Teeth chattering and wheezy, I stomp my frozen feet trying to bring back some feeling, any feeling.
In the distance there are children hurrying home, away from the flint-grey skies, with ears on fire and icy-blue because they refused to wear a hat. My boots crunch over the dead leaves as I saunter home, wind howling and nipping at my frosted skin. The first signs of winter grew boldly. My eyes gaze over my surroundings; the cold winds have peeled away every last leaf that clung desperately onto the branches of the giant tree just a few hours ago. Appearing barren and succumbing to its mighty will, fall surrendered, cowering in the past.
My clothes feel damp and my eyes heavy.
“Fa la la la la, la la la la,”
High above me the dark clouds hang, commanding winter to come forward.
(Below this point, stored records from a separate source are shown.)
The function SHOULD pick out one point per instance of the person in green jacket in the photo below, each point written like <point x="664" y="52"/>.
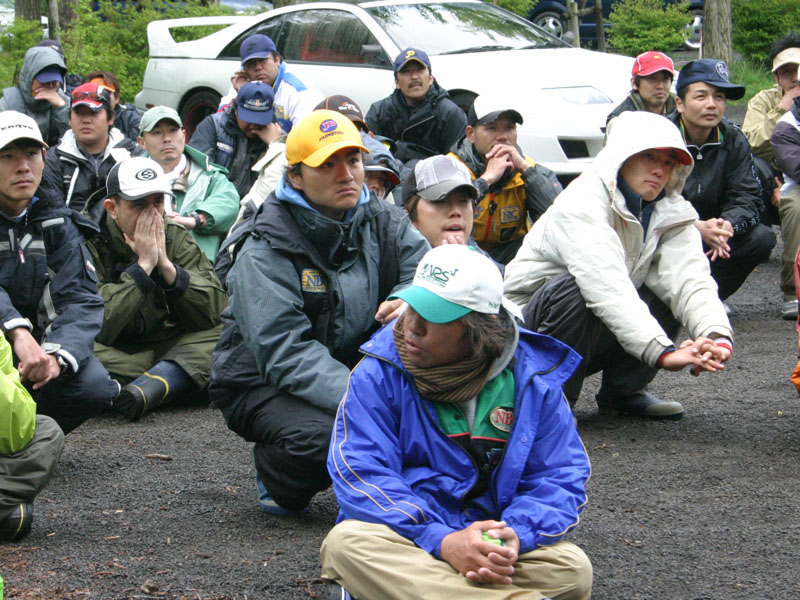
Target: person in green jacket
<point x="162" y="298"/>
<point x="206" y="202"/>
<point x="30" y="446"/>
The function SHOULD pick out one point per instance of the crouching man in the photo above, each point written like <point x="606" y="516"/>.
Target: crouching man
<point x="454" y="457"/>
<point x="616" y="265"/>
<point x="162" y="297"/>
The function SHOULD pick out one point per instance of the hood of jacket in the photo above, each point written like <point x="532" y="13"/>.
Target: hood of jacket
<point x="36" y="59"/>
<point x="634" y="132"/>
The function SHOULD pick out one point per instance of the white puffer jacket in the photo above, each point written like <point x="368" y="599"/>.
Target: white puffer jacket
<point x="590" y="232"/>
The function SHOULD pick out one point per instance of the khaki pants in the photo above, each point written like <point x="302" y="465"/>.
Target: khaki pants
<point x="789" y="209"/>
<point x="374" y="563"/>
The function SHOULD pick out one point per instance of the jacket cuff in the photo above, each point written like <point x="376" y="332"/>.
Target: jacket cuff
<point x="142" y="279"/>
<point x="181" y="283"/>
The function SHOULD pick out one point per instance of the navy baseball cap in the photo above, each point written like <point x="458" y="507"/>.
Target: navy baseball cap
<point x="711" y="71"/>
<point x="409" y="54"/>
<point x="254" y="104"/>
<point x="257" y="46"/>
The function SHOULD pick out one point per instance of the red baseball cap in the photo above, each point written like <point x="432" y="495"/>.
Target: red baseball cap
<point x="651" y="62"/>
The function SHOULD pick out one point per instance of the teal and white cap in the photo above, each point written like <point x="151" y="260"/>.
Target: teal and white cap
<point x="453" y="280"/>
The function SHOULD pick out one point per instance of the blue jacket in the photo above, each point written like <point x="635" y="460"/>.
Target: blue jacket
<point x="391" y="464"/>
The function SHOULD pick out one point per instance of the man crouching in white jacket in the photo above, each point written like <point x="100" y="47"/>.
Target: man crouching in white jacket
<point x="615" y="267"/>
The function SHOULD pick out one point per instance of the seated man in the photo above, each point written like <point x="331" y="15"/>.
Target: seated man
<point x="419" y="116"/>
<point x="456" y="476"/>
<point x="126" y="116"/>
<point x="764" y="110"/>
<point x="206" y="203"/>
<point x="722" y="187"/>
<point x="309" y="278"/>
<point x="50" y="311"/>
<point x="616" y="266"/>
<point x="236" y="137"/>
<point x="261" y="61"/>
<point x="512" y="188"/>
<point x="38" y="93"/>
<point x="77" y="168"/>
<point x="162" y="297"/>
<point x="30" y="446"/>
<point x="651" y="78"/>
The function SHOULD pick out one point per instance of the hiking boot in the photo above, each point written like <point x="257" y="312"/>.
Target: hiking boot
<point x="18" y="524"/>
<point x="789" y="310"/>
<point x="641" y="404"/>
<point x="160" y="384"/>
<point x="268" y="505"/>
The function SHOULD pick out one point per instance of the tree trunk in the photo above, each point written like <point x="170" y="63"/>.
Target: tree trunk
<point x="717" y="27"/>
<point x="28" y="10"/>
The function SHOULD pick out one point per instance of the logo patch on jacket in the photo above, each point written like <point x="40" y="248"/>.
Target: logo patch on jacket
<point x="312" y="281"/>
<point x="509" y="214"/>
<point x="502" y="418"/>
There is no horizon, just grey. Defeated, I reach my home grievously trying to leave this day behind me just as the icy layers begin to lower down. I dare not look back upon a world so stark and bereft of colour.
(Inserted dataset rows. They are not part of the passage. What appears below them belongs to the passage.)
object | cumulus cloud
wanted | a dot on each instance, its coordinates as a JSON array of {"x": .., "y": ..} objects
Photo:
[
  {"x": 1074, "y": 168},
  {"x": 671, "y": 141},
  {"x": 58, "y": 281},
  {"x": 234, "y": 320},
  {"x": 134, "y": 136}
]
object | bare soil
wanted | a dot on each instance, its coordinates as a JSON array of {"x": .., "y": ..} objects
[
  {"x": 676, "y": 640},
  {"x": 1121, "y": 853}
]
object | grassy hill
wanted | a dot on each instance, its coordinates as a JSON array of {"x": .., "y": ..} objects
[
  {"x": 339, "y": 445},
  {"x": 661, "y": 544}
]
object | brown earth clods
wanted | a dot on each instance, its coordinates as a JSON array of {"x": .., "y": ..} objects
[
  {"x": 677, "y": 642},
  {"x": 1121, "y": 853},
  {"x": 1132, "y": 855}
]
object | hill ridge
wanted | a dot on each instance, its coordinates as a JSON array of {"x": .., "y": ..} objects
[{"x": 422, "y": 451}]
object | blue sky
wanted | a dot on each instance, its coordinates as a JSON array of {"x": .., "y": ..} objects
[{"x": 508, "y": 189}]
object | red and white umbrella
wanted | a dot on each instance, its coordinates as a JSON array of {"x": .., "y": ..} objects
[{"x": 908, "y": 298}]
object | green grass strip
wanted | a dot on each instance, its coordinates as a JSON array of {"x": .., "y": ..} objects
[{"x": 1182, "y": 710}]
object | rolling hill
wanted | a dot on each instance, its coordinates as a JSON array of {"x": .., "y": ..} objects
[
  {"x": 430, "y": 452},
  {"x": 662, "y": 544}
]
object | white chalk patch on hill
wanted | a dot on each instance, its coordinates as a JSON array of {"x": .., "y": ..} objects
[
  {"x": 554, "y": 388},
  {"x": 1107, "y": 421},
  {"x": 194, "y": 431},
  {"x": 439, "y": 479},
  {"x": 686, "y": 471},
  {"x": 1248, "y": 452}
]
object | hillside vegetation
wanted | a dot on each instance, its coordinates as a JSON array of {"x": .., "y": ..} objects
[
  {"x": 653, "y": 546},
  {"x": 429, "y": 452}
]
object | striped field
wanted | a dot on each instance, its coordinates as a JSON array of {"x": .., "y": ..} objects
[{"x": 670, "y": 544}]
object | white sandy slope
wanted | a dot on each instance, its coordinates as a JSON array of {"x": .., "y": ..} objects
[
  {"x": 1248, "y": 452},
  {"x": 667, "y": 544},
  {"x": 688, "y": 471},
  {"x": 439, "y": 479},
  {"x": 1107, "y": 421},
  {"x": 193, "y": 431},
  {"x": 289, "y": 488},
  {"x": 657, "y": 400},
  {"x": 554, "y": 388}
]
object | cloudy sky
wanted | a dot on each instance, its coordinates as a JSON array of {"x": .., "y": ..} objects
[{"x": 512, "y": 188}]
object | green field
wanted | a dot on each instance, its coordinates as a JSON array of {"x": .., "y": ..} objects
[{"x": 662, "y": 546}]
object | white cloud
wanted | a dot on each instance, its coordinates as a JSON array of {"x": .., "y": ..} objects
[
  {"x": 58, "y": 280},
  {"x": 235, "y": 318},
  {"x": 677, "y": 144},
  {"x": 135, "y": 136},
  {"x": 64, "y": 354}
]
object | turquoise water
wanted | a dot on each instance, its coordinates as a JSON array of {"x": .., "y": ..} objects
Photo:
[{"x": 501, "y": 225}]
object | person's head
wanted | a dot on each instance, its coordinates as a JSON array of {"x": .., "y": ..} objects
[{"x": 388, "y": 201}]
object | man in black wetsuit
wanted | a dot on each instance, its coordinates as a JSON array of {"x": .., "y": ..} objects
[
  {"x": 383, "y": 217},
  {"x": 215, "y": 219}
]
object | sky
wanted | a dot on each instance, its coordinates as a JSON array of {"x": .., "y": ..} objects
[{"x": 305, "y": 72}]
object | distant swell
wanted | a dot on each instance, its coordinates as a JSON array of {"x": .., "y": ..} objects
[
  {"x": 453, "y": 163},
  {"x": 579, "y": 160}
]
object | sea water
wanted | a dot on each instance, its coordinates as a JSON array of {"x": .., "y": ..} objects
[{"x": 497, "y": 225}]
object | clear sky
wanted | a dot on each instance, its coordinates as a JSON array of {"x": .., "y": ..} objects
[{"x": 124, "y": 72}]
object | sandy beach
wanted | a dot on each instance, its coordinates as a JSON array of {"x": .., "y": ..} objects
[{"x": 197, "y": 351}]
When it settled, the empty skies fell silent and a gentle hush from the wind cloaked the land, still strong enough to steal your breath. I stare into the fire I have made, watching the fleeting flames as they crackle and pop back at me before hissing to life again. I emerge from my den, intrigued as to what my frigid world, so grey and dark, has become.
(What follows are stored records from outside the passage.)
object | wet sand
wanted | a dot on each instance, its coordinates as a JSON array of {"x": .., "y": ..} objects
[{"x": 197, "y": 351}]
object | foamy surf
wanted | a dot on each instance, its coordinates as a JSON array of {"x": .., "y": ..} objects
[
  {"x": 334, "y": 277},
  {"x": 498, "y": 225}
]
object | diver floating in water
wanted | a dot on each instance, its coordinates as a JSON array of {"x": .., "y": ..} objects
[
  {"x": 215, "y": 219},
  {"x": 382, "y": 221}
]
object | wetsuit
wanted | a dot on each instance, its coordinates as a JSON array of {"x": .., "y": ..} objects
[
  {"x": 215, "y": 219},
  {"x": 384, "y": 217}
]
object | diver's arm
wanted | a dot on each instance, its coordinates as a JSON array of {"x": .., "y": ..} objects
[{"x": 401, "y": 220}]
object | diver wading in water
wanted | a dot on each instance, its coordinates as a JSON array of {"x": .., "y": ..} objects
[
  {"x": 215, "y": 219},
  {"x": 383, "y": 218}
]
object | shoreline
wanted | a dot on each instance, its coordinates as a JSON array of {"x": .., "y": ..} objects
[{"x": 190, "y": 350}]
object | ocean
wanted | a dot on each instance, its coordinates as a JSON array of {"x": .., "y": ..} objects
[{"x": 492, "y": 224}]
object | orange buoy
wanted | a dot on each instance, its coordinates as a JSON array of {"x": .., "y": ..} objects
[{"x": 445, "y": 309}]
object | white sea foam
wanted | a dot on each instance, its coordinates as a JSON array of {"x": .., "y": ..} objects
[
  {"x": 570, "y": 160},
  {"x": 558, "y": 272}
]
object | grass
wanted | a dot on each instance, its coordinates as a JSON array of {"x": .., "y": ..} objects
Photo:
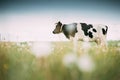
[{"x": 18, "y": 62}]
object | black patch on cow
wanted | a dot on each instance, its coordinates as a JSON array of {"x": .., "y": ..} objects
[
  {"x": 85, "y": 28},
  {"x": 94, "y": 30},
  {"x": 105, "y": 30},
  {"x": 68, "y": 33},
  {"x": 90, "y": 34}
]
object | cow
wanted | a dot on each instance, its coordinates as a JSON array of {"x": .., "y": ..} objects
[{"x": 83, "y": 32}]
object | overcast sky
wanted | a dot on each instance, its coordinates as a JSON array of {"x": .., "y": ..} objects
[{"x": 34, "y": 20}]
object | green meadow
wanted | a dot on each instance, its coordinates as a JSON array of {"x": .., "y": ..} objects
[{"x": 58, "y": 61}]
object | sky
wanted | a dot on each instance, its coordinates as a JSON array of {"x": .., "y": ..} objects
[{"x": 35, "y": 19}]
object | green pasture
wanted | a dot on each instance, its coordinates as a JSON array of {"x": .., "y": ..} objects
[{"x": 18, "y": 61}]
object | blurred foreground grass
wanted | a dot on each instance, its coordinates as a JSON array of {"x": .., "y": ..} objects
[{"x": 18, "y": 61}]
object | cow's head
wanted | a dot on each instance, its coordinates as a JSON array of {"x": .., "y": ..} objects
[{"x": 58, "y": 28}]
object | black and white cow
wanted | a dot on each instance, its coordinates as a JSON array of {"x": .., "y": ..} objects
[{"x": 83, "y": 32}]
Opening the door, the cool air hit me. While the snow flakes dance and shimmer around me, I stare across the snowcapped trees and catch a glimpse of what’s to come. I step forward, leaving behind the empty shell of who I once was. Before me the path glistens, taking on a multitude of colours the way crystals often do, yet ice and snow on broken concrete is all it is. All this beauty over everything dead, but colours appear brighter against the pure white blanket.
Finally looking up, I see the snow delicately falling, feather-like, gently kissing my cheeks before melting. Flushed with relief, cheeks burning from the cold, I feel lighter. Fresh sheets of snow cover everything; untouched, untainted, unharmed. Snow has a grace and elegance so pure, soothing to the hard edges of the cold world.
The milky moon hung in the sky as only an ornament could. The frosty air swirls around me making my bare hands tingle, while silhouettes of winter branches cascade over the ground. I realize I’m just standing there, letting the world move around me. Everything can seem so desolate at times, but winter is a wonderland.